I can't quite remember where I heard this, but someone compared reading their Twitter feed to dipping into a stream. They didn't attempt to keep up with it and it was essentially luck if they popped in at the right time to pick up something interesting. I tend to be rather free with the "Follow" button, so as a result my feed is fairly busy. Some time ago, I idly wondered if anyone had implemented a Bayesian filter on Twitter, so that you could begin to refine your feed over time - meaning you can still follow hundreds of people but are less likely to miss those 140 characters that will change your life.
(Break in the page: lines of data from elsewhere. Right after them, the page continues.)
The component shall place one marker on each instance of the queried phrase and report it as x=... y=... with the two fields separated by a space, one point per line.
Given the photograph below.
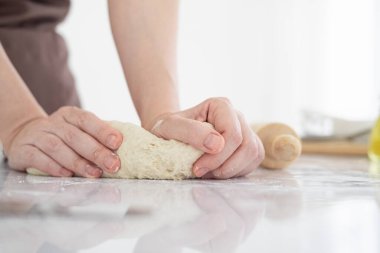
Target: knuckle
x=236 y=138
x=66 y=109
x=69 y=136
x=98 y=153
x=82 y=118
x=103 y=131
x=51 y=166
x=52 y=144
x=224 y=100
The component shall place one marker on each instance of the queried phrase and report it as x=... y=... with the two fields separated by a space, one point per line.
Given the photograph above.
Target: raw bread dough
x=145 y=156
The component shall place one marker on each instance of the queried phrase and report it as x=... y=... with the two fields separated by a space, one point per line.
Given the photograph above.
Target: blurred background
x=275 y=59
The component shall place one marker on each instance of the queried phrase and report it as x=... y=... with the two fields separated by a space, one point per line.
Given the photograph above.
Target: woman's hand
x=232 y=149
x=70 y=141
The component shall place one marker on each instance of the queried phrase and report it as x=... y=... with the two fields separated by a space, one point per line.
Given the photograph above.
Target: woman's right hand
x=69 y=141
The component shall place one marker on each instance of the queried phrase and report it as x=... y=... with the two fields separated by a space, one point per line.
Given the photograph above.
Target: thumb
x=200 y=135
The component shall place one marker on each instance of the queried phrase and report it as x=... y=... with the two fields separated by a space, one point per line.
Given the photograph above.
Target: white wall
x=272 y=58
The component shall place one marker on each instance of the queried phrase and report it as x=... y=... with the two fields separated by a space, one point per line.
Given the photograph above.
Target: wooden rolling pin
x=281 y=143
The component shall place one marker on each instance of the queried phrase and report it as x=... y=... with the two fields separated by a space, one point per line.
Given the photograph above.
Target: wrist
x=14 y=126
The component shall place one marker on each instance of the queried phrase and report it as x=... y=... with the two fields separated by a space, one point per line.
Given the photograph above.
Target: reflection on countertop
x=321 y=204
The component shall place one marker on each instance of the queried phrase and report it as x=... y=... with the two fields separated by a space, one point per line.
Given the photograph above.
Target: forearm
x=17 y=105
x=145 y=34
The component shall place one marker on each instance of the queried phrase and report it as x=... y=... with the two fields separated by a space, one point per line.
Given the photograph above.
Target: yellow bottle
x=374 y=146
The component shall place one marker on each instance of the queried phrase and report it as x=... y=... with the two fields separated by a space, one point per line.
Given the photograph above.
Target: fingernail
x=111 y=141
x=92 y=171
x=112 y=163
x=66 y=173
x=213 y=142
x=200 y=171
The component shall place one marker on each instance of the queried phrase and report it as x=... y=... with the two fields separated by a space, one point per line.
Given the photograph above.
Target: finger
x=52 y=146
x=250 y=152
x=195 y=133
x=249 y=169
x=88 y=147
x=32 y=157
x=226 y=122
x=94 y=126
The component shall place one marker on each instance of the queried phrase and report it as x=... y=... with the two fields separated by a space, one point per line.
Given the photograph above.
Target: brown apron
x=27 y=33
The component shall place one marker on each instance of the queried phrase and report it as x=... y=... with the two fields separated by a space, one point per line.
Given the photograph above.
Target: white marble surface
x=320 y=204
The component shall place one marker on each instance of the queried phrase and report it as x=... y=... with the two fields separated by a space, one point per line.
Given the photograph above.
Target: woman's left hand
x=232 y=149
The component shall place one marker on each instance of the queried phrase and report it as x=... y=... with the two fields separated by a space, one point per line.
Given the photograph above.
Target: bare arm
x=145 y=34
x=70 y=141
x=18 y=105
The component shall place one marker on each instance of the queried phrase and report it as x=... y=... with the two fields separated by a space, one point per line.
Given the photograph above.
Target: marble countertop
x=320 y=204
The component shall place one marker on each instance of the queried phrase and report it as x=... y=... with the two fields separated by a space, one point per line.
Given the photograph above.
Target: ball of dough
x=146 y=156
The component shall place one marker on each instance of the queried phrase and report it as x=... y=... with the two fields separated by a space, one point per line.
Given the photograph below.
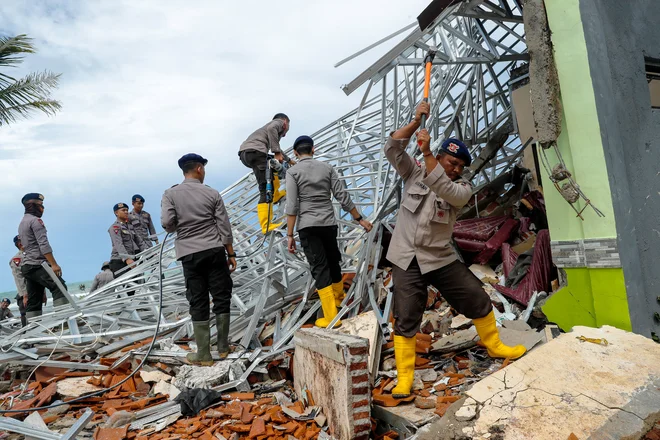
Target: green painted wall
x=592 y=297
x=580 y=142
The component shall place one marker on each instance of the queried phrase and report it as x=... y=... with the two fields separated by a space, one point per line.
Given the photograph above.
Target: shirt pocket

After taking the necessary first step and gently rubbing some Google on the affected area, it looks like there's only one working attempt out there. It's a C# experiment from Ade Miller making use of the Witty client. There are a few speculative articles out there too, but as far as I could tell his was the only attempt that resulted in something concrete. So, it's pleasing that I'm not too late to the party and there's still time to do something different with this idea. That's where the motivation for this article came from, as I suspect the best way for me to finish coding this is to publicly tell everyone that I will.
Currently, the proof-of-concept is a Zend Framework application on my netbook. It retrieves my feed, rates the tweets and lets me love or hate individual ones. Over the coming week or so, I'd like to get a working alpha up on tweetist.org for people to have a play with. However, to prove it's not total vapourware let's have a look under the hood at this first incarnation.
The class at the top of the library is the Classifier which is able to take a SimpleXMLElement representing a tweet from Zend_Service_Twitter and return a score. Since we're talking about Bayesian classification that score is a probability predicting whether or not the tweet will be worth reading. For the Classifier to make this decision it needs a number of resources.
The FunctionExtractors specify the features that will be extracted from the tweet. The Probabilities class is responsible for pulling the various read/don't read probabilities for the features from the dataset we've trained so far. Finally, the Scorer takes the probabilities and chooses how we combine them to reach a final rating for the tweet.
It's the function extractors that are going to be the most important part of making this application work as they determine what aspects of a tweet are being rated. Currently, it extracts the author, any other mentioned users, any topics and the words in the tweet. There are some obvious improvements to make to the word extractor: dropping common words, normalising, stemming and so on which will reduce the noise ratio. Once these are bedded in, there are more complex features that might be worth exploring, for example: average number of tweets per day from the user, trending topics, shared friends, etc.
Anyway, hopefully that's enough to whet your appetite. I'll try and hold up my end of the bargain and get this public soon. There will also be some follow up posts with the database structure and the maths involved too.